Karl’sa daha yeni ameliyat masasından kalkmış da gelmiş. Üç eş ve beş çocuk sığdırdığı hayatının bundan sonrasına iki çocuk daha sığdıracağını öğreniyor dizinin ilerleyen bölümlerinde hamile olan karısından. Ceketini atsa eşlerini hamile bırakan Karl için varoluşun sonsuz döngüsü, tatlı çapkın bakışlarının altına gizlediği libidosuyla birleştiğinde bum bum etkisi yapıyor ve bir Yunan tragedyasından fırlamış da gelmiş gibi duran intikamcı tanrılar yine intikamcı bir adamın kılığına girip sinsice hayatına süzülüyorlar Karl’ın. Karl hamile karısını aldatıyor ve evden kovuluyor. Hayatının kontrolünü kaybediyor. Ailesinin kontrolünü kaybediyor. Kuzuların başında olmadığından kurt sürüyü dağıtıyor. Kader çarkları Karl’a ceza kesiyor. O geçmişi bıraksa, geçmiş onu bırakmıyor. Bir baba acı çekmeden ölen oğlu adına teselli bulmaya çalışıyor. Zamanında hesap edilmeyenler bir sürü keşke’ye dönüşüyor. Acı insanı suskunlaştırıyor. Sen susuyorsun, iç sesin konuşuyor her fırsatta. Her tür müzikle dans etmeyi seven adam içine kapanıyor böylelikle. Sevdiği biricik oğlunu onun sevdiği şeylerde arıyor. Oğlunun çocukken en sevdiği kitabı onun yatağına uzanarak okuyor. Karl suskunlaştıkça, içine kapanıyor. İlk sezonun başlangıcında merak uyandıran Elise olurken, son bölümlerde çekim merkezi Karl ve ailesi oluyor. Bu ise tam da bir klişeye sürüklendiğimizi düşünürken ve bu aslında tam da bir klişe iken, bir parça daha etkileyici bir sonla nihayetlendiriliyor dizinin ilk sezon finali. Bir fahişenin kendisine sosyetik demesi üzerine, ben sosyetik değilim, iyi eğitimliyim diyen Karl,boyalı basın yani tabloid gazetecisi olan ve aslında piçin teki olan Danny Hillier’i sıradan kişiler hakkında yazan-ki bu sıradan insanlar göçmenlerdi onun gözünde, kafiyeli argo kullanan, kitap okumayan ve emirleri yüksek yerden alan bir adam olarak tanımlarken gizli kibrini gözler önüne seriyordu bir kez daha. Yaşaması için kendi hayatını feda edebilecek oğluna kızıp odasına gittiğinde ona gerçek teröristinin yaptıklarını neden küçük kızkardeşlerine gösterdiğini sorduğunda en güzel cevabı alıyordu oğlundan. Magazin haberlerini izlemenin daha kötü bir şey olduğunu söylüyordu Adam. Dizinin ermişi Adam bu ve benzer sözleriyle ayrıldı babasının hayatından. Bazen anlamsız gibi gelen sözler vardır. O an kıymetsiz gelir, telaştan, anın sıcaklığından… Kendinden yaşça küçük ve deneyimsiz bir oğlun sözleri çınlar durur bundan sonra bir babanın kulaklarında.

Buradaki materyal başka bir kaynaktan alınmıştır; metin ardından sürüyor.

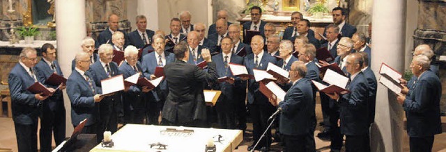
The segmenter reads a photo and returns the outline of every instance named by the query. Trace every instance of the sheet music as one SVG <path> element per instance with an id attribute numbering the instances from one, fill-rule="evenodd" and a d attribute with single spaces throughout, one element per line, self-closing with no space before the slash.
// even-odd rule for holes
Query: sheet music
<path id="1" fill-rule="evenodd" d="M 390 78 L 392 78 L 392 79 L 397 81 L 397 83 L 400 83 L 399 78 L 403 77 L 401 74 L 400 74 L 397 71 L 395 71 L 394 70 L 393 70 L 392 68 L 390 68 L 389 66 L 387 66 L 384 63 L 381 64 L 381 69 L 380 69 L 379 70 L 379 74 L 389 76 Z"/>
<path id="2" fill-rule="evenodd" d="M 270 82 L 265 86 L 270 89 L 270 90 L 272 92 L 272 94 L 276 95 L 276 96 L 277 97 L 277 99 L 276 100 L 277 103 L 285 99 L 285 94 L 286 94 L 286 92 L 282 90 L 282 88 L 280 88 L 280 87 L 279 87 L 279 85 L 277 85 L 275 83 Z"/>
<path id="3" fill-rule="evenodd" d="M 137 84 L 137 83 L 138 83 L 138 78 L 139 78 L 140 74 L 141 73 L 138 72 L 137 74 L 133 74 L 133 76 L 129 76 L 128 78 L 125 78 L 125 81 L 133 84 Z"/>
<path id="4" fill-rule="evenodd" d="M 123 75 L 118 75 L 100 81 L 102 94 L 107 94 L 121 90 L 124 90 L 124 78 Z"/>
<path id="5" fill-rule="evenodd" d="M 241 74 L 248 74 L 248 71 L 244 65 L 234 65 L 229 63 L 229 68 L 232 71 L 232 75 L 238 76 Z"/>
<path id="6" fill-rule="evenodd" d="M 204 101 L 212 102 L 212 100 L 217 94 L 216 92 L 203 92 L 204 93 Z"/>
<path id="7" fill-rule="evenodd" d="M 272 75 L 268 74 L 268 72 L 266 72 L 266 71 L 264 70 L 252 69 L 252 72 L 254 73 L 254 77 L 256 82 L 261 81 L 263 79 L 276 79 L 274 78 L 274 76 L 272 76 Z"/>
<path id="8" fill-rule="evenodd" d="M 289 72 L 288 72 L 286 70 L 284 70 L 284 69 L 280 68 L 279 67 L 271 63 L 271 62 L 268 62 L 268 67 L 266 67 L 266 71 L 268 70 L 272 70 L 282 76 L 283 76 L 285 78 L 289 78 L 290 74 Z"/>
<path id="9" fill-rule="evenodd" d="M 392 83 L 392 81 L 387 78 L 380 76 L 379 78 L 379 82 L 386 87 L 389 88 L 389 90 L 390 90 L 394 93 L 397 94 L 401 94 L 401 88 Z"/>
<path id="10" fill-rule="evenodd" d="M 346 86 L 347 86 L 347 83 L 348 83 L 348 78 L 328 69 L 325 71 L 325 75 L 322 81 L 345 89 Z"/>
<path id="11" fill-rule="evenodd" d="M 161 76 L 160 78 L 149 81 L 151 82 L 151 83 L 152 83 L 152 85 L 153 85 L 153 86 L 157 87 L 158 86 L 158 85 L 160 85 L 160 83 L 161 83 L 161 81 L 162 81 L 162 79 L 164 78 L 164 76 Z"/>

Kendisine “Gerçek Teröristi” dedirten adam, telefonun ucundan bazen Danny Hillier aracılığıyla mesajlarını iletiyor ve nihai sonucuna ulaşıp intikamını almak için hedefler gösterip, amacı doğrultusunda insanları öldürmekten, isteklerini sıralayıp eğer gerçekleştirilmezse rehineleri öldürmekle tehdit etmekten, bir parça beyaz fosforla insanların tutuşmasına kadar bir dizi eyleme imza atıyor. İnsanları terörize ederek, sesini duyurmayı başarıyor. Kaybedecek bir şeyi olmadığından, başkalarının kaybını umursamıyor. Bir adamın elinden ailesini aldığında, intikam duygusuyla karışan hastalıklı ruh halinin yapabileceklerinin ulaştığı uç noktaları izliyoruz. On bölüm boyunca masum katli yaşanıyor. Çocukların masumiyetleri alınıyor ellerinden. Yeri geldiğinde insanların tutuşmasını planlayan bir adam, cehennemi seriyor insanların gözlerinin önüne. Eski bir Ahit tanrısı gibi meydan okuyor ve kendi dünya düzenini kurmaya ve dikte ettirmeye çalışıyor insanlığa. Kendine yaşatılanlardan hoşnut kalmadığından olacak, şimdi o yazıyor kendi el yazısıyla başka başka sonlar dizginleri eline aldığı ilk andan son anına kadar.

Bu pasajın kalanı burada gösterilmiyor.